No importaba qué ciudad asediaban, pero Aenias siempre buscaba a su hermana desesperadamente, prometiéndose que debía sobrevivir a las guerrillas, por lo que su enojo y orgullo jugaban un rol importante al pelear con extrema crudeza contra sus enemigos; sus manos estaban realmente manchadas de sangre y, lamentablemente, también de inocentes, ya que no quería que intentaran hacer lo mismo que él hizo hacía ocho meses.
Lentamente, ese chiquillo, honorable pero perdedor, que pasó a ser un símbolo de esperanza, terminó convirtiéndose en un cruel soldado con solo sed de venganza, ignorando la civilización que estaba ayudando a extinguir. Lo peor que llegó a hacer fue asolar una ciudad entera al crear una enorme tormenta de arena, lo que provocó la asfixia de miles de hombres rana, llenándoles los pulmones de arena. De esta manera, la leyenda del rey de las arenas se esparcía por toda África.
Cuando ya estaban cerca de la capital, Aenias ya había asolado la ciudad antes mencionada con la tormenta de polvo. También había perdido la esperanza de ver a su hermana de nuevo, por lo que sabía que el último paso para su venganza estaba más cerca.

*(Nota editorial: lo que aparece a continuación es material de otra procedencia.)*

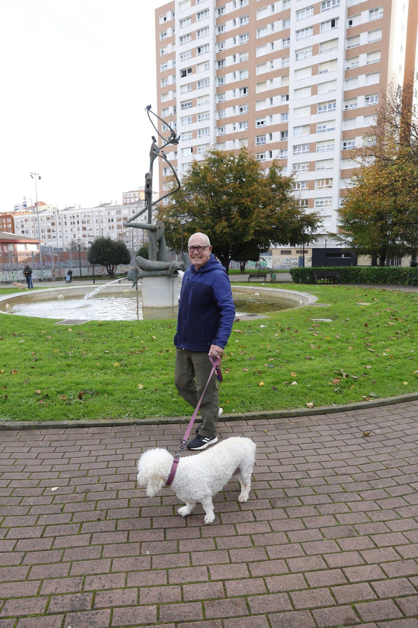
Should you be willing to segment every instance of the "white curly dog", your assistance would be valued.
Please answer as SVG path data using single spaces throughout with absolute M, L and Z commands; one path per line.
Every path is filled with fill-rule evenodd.
M 215 519 L 212 497 L 219 492 L 237 472 L 241 485 L 240 502 L 246 502 L 251 489 L 255 444 L 250 438 L 233 436 L 195 456 L 180 458 L 171 487 L 186 502 L 178 509 L 182 517 L 190 514 L 197 502 L 205 510 L 205 523 Z M 149 449 L 138 460 L 137 479 L 153 497 L 165 485 L 173 457 L 166 449 Z

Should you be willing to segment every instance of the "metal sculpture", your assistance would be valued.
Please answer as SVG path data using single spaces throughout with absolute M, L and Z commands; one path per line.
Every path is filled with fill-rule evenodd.
M 160 147 L 157 144 L 157 139 L 154 136 L 152 136 L 153 143 L 151 144 L 149 151 L 149 171 L 145 175 L 145 206 L 140 212 L 124 220 L 123 225 L 124 227 L 133 227 L 136 229 L 146 229 L 148 233 L 148 256 L 149 259 L 138 255 L 135 259 L 139 268 L 131 268 L 128 273 L 128 278 L 132 282 L 132 286 L 134 286 L 138 279 L 141 277 L 158 277 L 170 276 L 174 278 L 177 276 L 177 271 L 183 268 L 183 263 L 179 262 L 169 262 L 168 255 L 167 254 L 167 246 L 166 239 L 164 236 L 164 223 L 161 220 L 157 220 L 156 224 L 152 224 L 153 220 L 153 207 L 158 205 L 159 203 L 171 194 L 174 194 L 180 188 L 180 181 L 179 181 L 177 173 L 173 166 L 167 159 L 164 149 L 171 144 L 177 144 L 180 139 L 180 136 L 176 136 L 174 129 L 165 120 L 151 111 L 151 106 L 148 105 L 145 111 L 149 119 L 149 121 L 155 129 L 157 134 L 163 140 L 163 144 Z M 168 127 L 170 134 L 168 138 L 163 138 L 155 124 L 153 122 L 151 115 L 152 114 L 158 120 L 160 120 L 164 124 Z M 174 190 L 171 190 L 158 200 L 153 202 L 153 169 L 154 162 L 157 158 L 160 157 L 168 165 L 173 173 L 176 181 L 177 187 Z M 147 222 L 136 222 L 136 219 L 147 211 Z

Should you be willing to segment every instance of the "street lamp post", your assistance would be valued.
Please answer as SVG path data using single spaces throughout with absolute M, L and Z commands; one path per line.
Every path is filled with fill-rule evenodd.
M 82 278 L 81 274 L 81 253 L 80 253 L 80 246 L 81 246 L 81 238 L 77 238 L 77 242 L 78 243 L 78 265 L 80 266 L 80 278 Z
M 95 278 L 94 278 L 94 257 L 93 257 L 93 247 L 92 247 L 93 242 L 89 242 L 88 244 L 90 244 L 92 250 L 92 266 L 93 266 L 93 284 L 95 285 L 96 282 L 95 281 Z
M 183 225 L 185 225 L 186 224 L 186 215 L 184 214 L 182 214 L 180 216 L 179 216 L 179 218 L 180 219 L 180 224 L 181 225 L 181 261 L 183 261 Z
M 390 266 L 389 263 L 389 238 L 390 237 L 390 225 L 394 221 L 394 215 L 393 214 L 388 214 L 386 215 L 386 222 L 387 222 L 387 244 L 386 246 L 386 266 Z
M 43 281 L 43 273 L 42 270 L 42 245 L 41 244 L 41 229 L 39 225 L 39 205 L 38 205 L 38 189 L 36 188 L 36 177 L 41 178 L 41 175 L 38 172 L 31 172 L 31 178 L 35 180 L 35 197 L 36 198 L 36 222 L 38 223 L 38 239 L 39 240 L 39 261 L 41 264 L 41 274 L 39 278 L 40 281 Z
M 305 268 L 305 231 L 308 225 L 306 222 L 302 223 L 302 268 Z

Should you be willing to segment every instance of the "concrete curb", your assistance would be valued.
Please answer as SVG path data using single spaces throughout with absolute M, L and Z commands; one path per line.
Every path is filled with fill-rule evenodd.
M 263 412 L 236 413 L 223 414 L 222 421 L 252 421 L 260 419 L 290 419 L 299 416 L 315 416 L 318 414 L 331 414 L 335 413 L 349 412 L 350 410 L 363 410 L 368 408 L 392 406 L 396 403 L 418 401 L 418 392 L 395 395 L 373 401 L 359 401 L 341 406 L 319 406 L 318 408 L 295 408 L 294 410 L 265 410 Z M 187 423 L 188 416 L 149 417 L 146 419 L 104 419 L 102 421 L 16 421 L 0 422 L 0 431 L 9 430 L 62 429 L 68 428 L 112 427 L 121 425 L 166 425 L 171 423 Z

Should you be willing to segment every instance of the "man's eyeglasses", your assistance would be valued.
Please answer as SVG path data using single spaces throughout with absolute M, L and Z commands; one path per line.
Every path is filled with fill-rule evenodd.
M 206 246 L 188 246 L 187 250 L 189 253 L 193 253 L 194 251 L 197 251 L 198 253 L 203 253 L 205 249 L 210 246 L 210 244 L 206 244 Z

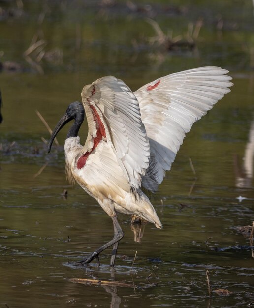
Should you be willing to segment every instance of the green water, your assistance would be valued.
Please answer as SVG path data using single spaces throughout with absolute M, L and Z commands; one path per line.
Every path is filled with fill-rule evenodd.
M 0 307 L 252 307 L 254 259 L 250 249 L 236 248 L 250 243 L 235 229 L 254 220 L 252 2 L 140 1 L 132 2 L 136 8 L 124 1 L 102 3 L 0 1 L 0 61 L 5 65 L 0 74 Z M 202 17 L 194 49 L 150 45 L 148 38 L 156 33 L 148 17 L 164 33 L 172 29 L 173 37 L 184 36 L 188 25 Z M 45 41 L 41 51 L 47 56 L 31 66 L 23 53 L 35 34 Z M 19 65 L 17 71 L 6 68 L 10 61 Z M 125 236 L 114 271 L 110 249 L 101 255 L 99 268 L 95 262 L 84 268 L 68 265 L 110 239 L 112 221 L 65 180 L 67 127 L 58 136 L 60 147 L 48 154 L 41 137 L 49 134 L 35 110 L 53 128 L 69 103 L 80 100 L 83 86 L 102 76 L 121 78 L 134 91 L 203 65 L 228 69 L 234 85 L 194 124 L 158 192 L 150 196 L 164 228 L 146 225 L 136 243 L 129 217 L 121 215 Z M 86 132 L 84 123 L 82 142 Z M 209 299 L 207 269 L 213 291 L 233 293 L 213 292 Z M 87 286 L 72 278 L 138 287 Z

—¡Hey, muchacho!, sin duda eres toda una leyenda —le decía el general Aurelio. El hombre vestía armadura de bronce y ya estaba entrando en los 800 años, por lo que ya era demasiado viejo, Se encontraba comiendo carne en su tienda de campaña y había invitado al joven a comer con él, ya que lo consideraba como a un hijo.
—Muchas gracias, señor —contestó Aenias, comiendo junto al anciano.
—De verdad que honras el nombre de Corban, el de la lanza relámpago —añadió el anciano engullendo aún más carne de arcosaurio.
—Bastante, diría yo —añadió Aenias tomando licor. Muy dentro de él aún quedaba ese malestar al no poder enorgullecer a sus padres en vida; le provocaba tristeza que ellos no vieran al héroe de guerra en el que, según él, se había convertido, ya que tenía a todo un ejército detrás suyo que le alababa como una vez alabaron a Corban.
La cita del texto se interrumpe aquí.